Step 1: We first eliminate the entries below the first element in the first column.

\left[\begin{array}{ccc|ccc} 1 & 2 & 1 & 1 & 0 & 0 \\ 0 & -2 & -2 & -3 & 1 & 0 \\ 0 & 0 & 1 & -1 & 0 & 1 \\ \end{array}\right]

Step 2: Use the third row to make the third column above it zero.

\left[\begin{array}{ccc|ccc} 1 & 2 & 0 & 2 & 0 & -1 \\ 0 & -2 & 0 & -1 & 1 & 2 \\ 0 & 0 & 1 & -1 & 0 & 1 \\ \end{array}\right]

Step 3: Normalize the second row by multiplying by $\frac{1}{2}$ .

\left[\begin{array}{ccc|ccc} 1 & 2 & 0 & 2 & 0 & -1 \\ 0 & 1 & 0 & 0.5 & -0.5 & -1 \\ 0 & 0 & 1 & -1 & 0 & 1 \\ \end{array}\right]

Step 4: Clear the second column in rows 1 and 3.

\left[\begin{array}{ccc|ccc} 1 & 0 & 0 & 1 & 1 & 1 \\ 0 & 1 & 0 & 0.5 & -0.5 & -1 \\ 0 & 0 & 1 & -1 & 0 & 1 \\ \end{array}\right]

The right side of the augmented matrix now represents the inverse of $A$ :

A^{-1} = \begin{bmatrix} 1 & 1 & 1 \\ 0.5 & -0.5 & -1 \\ -1 & 0 & 1 \\ \end{bmatrix}

The Transpose Of a Matrix

Fortunately, this idea is much simpler than the inverse. The transpose $A^T$ of a matrix $A$ essentially just swaps the columns and rows in the matrix. Yes, it is as simple as it sounds. Take a look:

\text{If } A = \begin{bmatrix} 1 & 2 & 3 \\ 4 & 5 & 6 \end{bmatrix} \text{, then } A^T = \begin{bmatrix} 1 & 4 \\ 2 & 5 \\ 3 & 6 \end{bmatrix}

As with inverses, the product of matrix transposes follows a similar rule. The transpose of a product of two matrices $(AB)^{T} = B^{T}A^{T}$ .

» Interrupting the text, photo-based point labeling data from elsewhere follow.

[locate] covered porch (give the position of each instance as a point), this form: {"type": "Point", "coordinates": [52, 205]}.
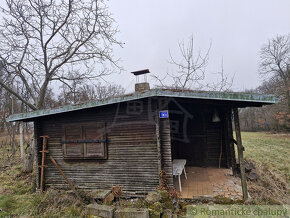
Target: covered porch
{"type": "Point", "coordinates": [209, 182]}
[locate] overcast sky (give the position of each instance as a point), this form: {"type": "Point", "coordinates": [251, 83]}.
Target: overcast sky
{"type": "Point", "coordinates": [237, 30]}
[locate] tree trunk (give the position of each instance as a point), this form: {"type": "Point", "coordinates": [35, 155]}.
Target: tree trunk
{"type": "Point", "coordinates": [13, 139]}
{"type": "Point", "coordinates": [29, 157]}
{"type": "Point", "coordinates": [21, 140]}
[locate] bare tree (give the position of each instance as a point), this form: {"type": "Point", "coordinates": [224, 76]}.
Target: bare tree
{"type": "Point", "coordinates": [191, 70]}
{"type": "Point", "coordinates": [275, 65]}
{"type": "Point", "coordinates": [78, 92]}
{"type": "Point", "coordinates": [54, 40]}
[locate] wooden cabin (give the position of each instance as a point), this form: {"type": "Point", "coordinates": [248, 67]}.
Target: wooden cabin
{"type": "Point", "coordinates": [127, 140]}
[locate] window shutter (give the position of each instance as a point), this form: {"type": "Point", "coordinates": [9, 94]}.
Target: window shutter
{"type": "Point", "coordinates": [95, 149]}
{"type": "Point", "coordinates": [73, 150]}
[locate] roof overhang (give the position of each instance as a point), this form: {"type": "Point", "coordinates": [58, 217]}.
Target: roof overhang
{"type": "Point", "coordinates": [245, 98]}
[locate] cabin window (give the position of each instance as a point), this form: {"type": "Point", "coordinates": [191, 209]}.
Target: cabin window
{"type": "Point", "coordinates": [134, 107]}
{"type": "Point", "coordinates": [84, 141]}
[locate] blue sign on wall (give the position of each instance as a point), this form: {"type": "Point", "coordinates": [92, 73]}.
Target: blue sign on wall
{"type": "Point", "coordinates": [163, 114]}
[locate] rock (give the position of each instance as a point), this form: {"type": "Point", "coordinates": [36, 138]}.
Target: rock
{"type": "Point", "coordinates": [132, 213]}
{"type": "Point", "coordinates": [153, 197]}
{"type": "Point", "coordinates": [101, 210]}
{"type": "Point", "coordinates": [100, 194]}
{"type": "Point", "coordinates": [109, 198]}
{"type": "Point", "coordinates": [167, 214]}
{"type": "Point", "coordinates": [248, 166]}
{"type": "Point", "coordinates": [252, 176]}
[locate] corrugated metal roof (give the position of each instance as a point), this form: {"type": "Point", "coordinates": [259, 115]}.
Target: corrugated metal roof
{"type": "Point", "coordinates": [224, 96]}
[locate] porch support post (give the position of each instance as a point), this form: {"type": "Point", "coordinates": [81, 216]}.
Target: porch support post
{"type": "Point", "coordinates": [157, 123]}
{"type": "Point", "coordinates": [240, 153]}
{"type": "Point", "coordinates": [230, 140]}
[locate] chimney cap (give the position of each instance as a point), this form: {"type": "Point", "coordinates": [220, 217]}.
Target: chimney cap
{"type": "Point", "coordinates": [140, 72]}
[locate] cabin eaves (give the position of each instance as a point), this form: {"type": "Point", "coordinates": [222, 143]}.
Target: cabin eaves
{"type": "Point", "coordinates": [263, 99]}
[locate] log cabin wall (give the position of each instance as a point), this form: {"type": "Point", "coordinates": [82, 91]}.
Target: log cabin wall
{"type": "Point", "coordinates": [132, 158]}
{"type": "Point", "coordinates": [166, 155]}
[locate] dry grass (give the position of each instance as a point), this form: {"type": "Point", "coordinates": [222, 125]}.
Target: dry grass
{"type": "Point", "coordinates": [270, 154]}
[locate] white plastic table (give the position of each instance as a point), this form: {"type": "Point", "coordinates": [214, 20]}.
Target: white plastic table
{"type": "Point", "coordinates": [179, 166]}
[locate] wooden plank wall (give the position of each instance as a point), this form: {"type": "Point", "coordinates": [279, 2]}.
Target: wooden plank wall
{"type": "Point", "coordinates": [132, 150]}
{"type": "Point", "coordinates": [166, 156]}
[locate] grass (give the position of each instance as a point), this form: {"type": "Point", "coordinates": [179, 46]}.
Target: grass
{"type": "Point", "coordinates": [18, 198]}
{"type": "Point", "coordinates": [269, 152]}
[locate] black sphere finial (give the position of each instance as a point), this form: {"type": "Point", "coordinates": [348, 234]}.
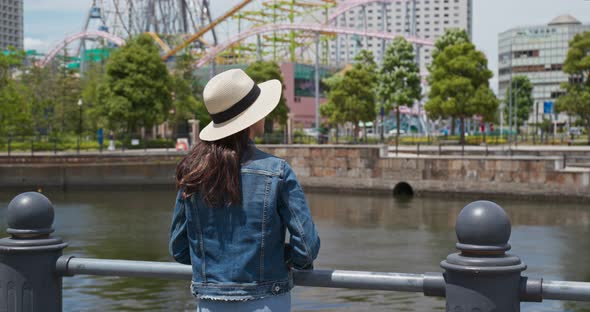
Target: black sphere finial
{"type": "Point", "coordinates": [30, 214]}
{"type": "Point", "coordinates": [483, 226]}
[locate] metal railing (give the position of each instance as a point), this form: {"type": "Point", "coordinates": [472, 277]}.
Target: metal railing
{"type": "Point", "coordinates": [481, 277]}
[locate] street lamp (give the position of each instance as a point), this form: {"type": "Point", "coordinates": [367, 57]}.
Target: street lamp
{"type": "Point", "coordinates": [80, 125]}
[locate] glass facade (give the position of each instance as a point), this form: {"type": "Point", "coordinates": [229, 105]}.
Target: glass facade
{"type": "Point", "coordinates": [537, 52]}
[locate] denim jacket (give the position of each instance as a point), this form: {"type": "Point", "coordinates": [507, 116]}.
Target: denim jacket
{"type": "Point", "coordinates": [238, 252]}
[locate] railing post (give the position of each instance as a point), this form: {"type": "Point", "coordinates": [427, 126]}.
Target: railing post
{"type": "Point", "coordinates": [28, 277]}
{"type": "Point", "coordinates": [482, 277]}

Again, consider a set of matrices $S = \{A_i\}_{i=1}^{N}$ . The transpose of the product of all these matrices is:

(\prod\limits_{i=1}^N{A_i})^{T} = \prod\limits_{i=N}^1{A_i^{T}}.

Symmetric matrices

A symmetric matrix $A$ is one that possesses the following property: $A^T = A$ . Here are some examples of symmetric matrices:

A = \begin{bmatrix} 1 & 3 \\ 3 & 2 \end{bmatrix},\,\,\,\,\, B = \begin{bmatrix} 2 & -1 & 4 \\ -1 & 3 & 5 \\ 4 & 5 & 6 \end{bmatrix},\,\,\,\,\, C = \begin{bmatrix} 7 & 0 & 0 \\ 0 & 8 & 0 \\ 0 & 0 & 9 \end{bmatrix}

Conclusion

That was that. Not sure what I’ll be doing in the upcoming days. Perhaps I’ll look into something like decision trees and just keep going with linear algebra. I really want to get into neural networks and stuff but I want to have a great linear algebra base before I do that.